Upbit per coprire tutte le perdite utilizzando le proprie riserve
L’attacco a Upbit, che ha causato perdite per un totale di circa 44,5 miliardi di KRW, inclusi circa 38,6 miliardi di KRW in asset dei clienti, ha provocato un’azione immediata da parte della borsa.
I ritiri furono sospesi e gli asset rimanenti furono trasferiti in cold storage per prevenire ulteriori perdite.

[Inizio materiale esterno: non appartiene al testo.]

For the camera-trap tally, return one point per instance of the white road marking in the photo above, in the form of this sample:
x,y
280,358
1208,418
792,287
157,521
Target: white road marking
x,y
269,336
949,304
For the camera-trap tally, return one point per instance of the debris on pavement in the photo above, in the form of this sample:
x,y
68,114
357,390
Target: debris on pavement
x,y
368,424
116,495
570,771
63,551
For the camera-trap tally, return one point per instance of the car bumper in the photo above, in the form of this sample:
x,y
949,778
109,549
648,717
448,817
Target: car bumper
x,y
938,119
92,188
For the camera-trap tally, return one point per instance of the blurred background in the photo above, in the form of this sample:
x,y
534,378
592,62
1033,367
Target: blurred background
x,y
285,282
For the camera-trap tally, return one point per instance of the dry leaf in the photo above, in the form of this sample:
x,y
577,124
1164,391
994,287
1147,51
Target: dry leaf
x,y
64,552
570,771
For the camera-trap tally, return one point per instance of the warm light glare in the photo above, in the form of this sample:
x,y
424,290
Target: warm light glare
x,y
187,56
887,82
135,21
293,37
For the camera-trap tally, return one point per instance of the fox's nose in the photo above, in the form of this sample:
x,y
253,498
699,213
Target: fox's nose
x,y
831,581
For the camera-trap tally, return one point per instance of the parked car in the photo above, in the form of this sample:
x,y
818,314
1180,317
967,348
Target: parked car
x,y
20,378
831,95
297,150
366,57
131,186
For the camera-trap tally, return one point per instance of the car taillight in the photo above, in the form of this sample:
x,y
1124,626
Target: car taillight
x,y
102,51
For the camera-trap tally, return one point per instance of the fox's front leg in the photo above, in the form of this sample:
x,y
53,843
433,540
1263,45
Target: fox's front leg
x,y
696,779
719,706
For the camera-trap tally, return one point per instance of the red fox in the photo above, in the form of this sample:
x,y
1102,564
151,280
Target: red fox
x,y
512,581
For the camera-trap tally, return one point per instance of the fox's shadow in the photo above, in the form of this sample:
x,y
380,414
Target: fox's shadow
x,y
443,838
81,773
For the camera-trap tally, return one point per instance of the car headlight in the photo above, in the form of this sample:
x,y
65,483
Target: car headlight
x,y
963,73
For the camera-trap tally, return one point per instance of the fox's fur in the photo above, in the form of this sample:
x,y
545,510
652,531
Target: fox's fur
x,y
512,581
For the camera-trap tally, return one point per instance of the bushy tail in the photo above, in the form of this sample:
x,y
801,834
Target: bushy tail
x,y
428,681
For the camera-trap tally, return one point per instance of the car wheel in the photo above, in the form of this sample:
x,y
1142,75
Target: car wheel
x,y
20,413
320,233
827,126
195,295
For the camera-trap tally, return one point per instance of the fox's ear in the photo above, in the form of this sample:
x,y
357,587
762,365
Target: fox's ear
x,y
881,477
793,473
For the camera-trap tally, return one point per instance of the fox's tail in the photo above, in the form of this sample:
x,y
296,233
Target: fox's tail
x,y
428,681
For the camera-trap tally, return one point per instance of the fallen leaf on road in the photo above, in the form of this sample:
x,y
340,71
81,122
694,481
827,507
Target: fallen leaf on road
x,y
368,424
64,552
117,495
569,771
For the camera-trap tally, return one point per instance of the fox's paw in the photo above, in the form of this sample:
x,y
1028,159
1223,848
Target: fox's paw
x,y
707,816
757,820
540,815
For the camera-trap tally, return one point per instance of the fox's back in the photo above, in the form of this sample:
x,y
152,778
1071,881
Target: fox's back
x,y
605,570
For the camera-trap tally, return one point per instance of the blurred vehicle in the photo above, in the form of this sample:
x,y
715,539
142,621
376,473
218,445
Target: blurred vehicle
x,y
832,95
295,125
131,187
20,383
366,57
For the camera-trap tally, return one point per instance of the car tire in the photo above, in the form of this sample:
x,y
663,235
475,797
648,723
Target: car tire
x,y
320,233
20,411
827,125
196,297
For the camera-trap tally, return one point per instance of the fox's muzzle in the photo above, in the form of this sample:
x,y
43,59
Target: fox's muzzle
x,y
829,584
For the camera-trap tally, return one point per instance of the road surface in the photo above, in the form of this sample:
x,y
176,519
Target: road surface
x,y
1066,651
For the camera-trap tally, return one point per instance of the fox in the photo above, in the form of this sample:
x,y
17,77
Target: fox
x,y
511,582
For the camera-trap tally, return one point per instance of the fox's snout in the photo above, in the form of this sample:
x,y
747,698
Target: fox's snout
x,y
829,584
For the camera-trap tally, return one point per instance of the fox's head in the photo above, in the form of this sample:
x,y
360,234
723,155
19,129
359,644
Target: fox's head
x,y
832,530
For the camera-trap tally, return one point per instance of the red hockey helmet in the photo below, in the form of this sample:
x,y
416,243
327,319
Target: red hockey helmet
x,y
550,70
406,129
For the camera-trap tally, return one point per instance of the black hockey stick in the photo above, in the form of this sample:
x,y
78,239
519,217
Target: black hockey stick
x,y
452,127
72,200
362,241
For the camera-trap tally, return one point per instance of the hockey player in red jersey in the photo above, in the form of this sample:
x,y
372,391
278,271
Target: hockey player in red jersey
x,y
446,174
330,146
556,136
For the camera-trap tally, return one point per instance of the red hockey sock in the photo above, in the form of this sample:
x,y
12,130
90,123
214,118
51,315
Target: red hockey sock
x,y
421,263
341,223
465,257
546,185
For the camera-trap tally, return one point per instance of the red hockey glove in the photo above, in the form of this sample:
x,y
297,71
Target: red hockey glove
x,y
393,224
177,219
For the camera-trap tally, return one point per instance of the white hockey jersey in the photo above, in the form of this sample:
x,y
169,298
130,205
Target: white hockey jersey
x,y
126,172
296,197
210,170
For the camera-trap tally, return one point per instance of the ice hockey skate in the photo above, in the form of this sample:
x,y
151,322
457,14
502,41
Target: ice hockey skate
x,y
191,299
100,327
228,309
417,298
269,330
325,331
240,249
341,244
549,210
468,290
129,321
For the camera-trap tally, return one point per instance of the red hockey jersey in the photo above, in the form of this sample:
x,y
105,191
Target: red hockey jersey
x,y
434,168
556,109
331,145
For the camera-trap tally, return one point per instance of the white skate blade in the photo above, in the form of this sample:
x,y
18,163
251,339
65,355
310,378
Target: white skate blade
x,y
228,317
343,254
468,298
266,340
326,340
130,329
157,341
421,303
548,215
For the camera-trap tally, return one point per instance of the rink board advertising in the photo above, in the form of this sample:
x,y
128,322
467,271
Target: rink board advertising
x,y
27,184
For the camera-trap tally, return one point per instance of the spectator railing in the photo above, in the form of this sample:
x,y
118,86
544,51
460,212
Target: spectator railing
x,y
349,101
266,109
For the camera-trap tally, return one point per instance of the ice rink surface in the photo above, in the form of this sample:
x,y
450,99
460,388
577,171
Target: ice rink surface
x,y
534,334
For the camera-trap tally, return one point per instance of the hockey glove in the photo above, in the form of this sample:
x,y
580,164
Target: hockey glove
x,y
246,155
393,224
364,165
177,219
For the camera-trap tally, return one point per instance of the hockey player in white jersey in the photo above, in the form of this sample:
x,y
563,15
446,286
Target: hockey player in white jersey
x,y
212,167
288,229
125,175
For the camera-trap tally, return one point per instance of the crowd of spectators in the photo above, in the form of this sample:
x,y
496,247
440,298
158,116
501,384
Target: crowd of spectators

Circa 2,3 miliardi di KRW dei fondi rubati, equivalenti a circa 1,5 milioni di dollari, sono già stati congelati.
Oh Kyung-seok descrisse la situazione come un promemoria che nessun sistema di sicurezza può essere considerato completamente infallibile.
Kyung-seok ha assicurato ai clienti che Upbit coprirà tutte le perdite utilizzando le proprie riserve e si è impegnato a rafforzare le misure di sicurezza su tutta la piattaforma.
L’exchange si è impegnato a riprendere depositi e prelievi solo dopo la verifica finale dei suoi sistemi di portafoglio.
Le autorità sudcoreane stanno indagando sull’hack
Le autorità sudcoreane hanno avviato un’indagine sull’incidente, con i primi rapporti di intelligence che indicano un possibile coinvolgimento del gruppo di hacker Lazarus, collegato alla Corea del Nord.
Sebbene Upbit e i regolatori non abbiano confermato pubblicamente ciò, l’azienda continua a collaborare con le forze dell’ordine e progetti blockchain per recuperare e congelare beni rubati ovunque possibile.
L’incidente ha spinto Upbit a condurre una revisione più ampia della sicurezza dell’intera infrastruttura.
L’exchange ha osservato che i prelievi irregolari da portafogli correlati a Solana, inclusi token come ORCA, RAY e JUP, hanno rappresentato un catalizzatore per l’audit d’emergenza e la successiva scoperta di vulnerabilità.
Attraverso una completa revisione dei sistemi di portafoglio, Upbit mira a prevenire violazioni simili in futuro.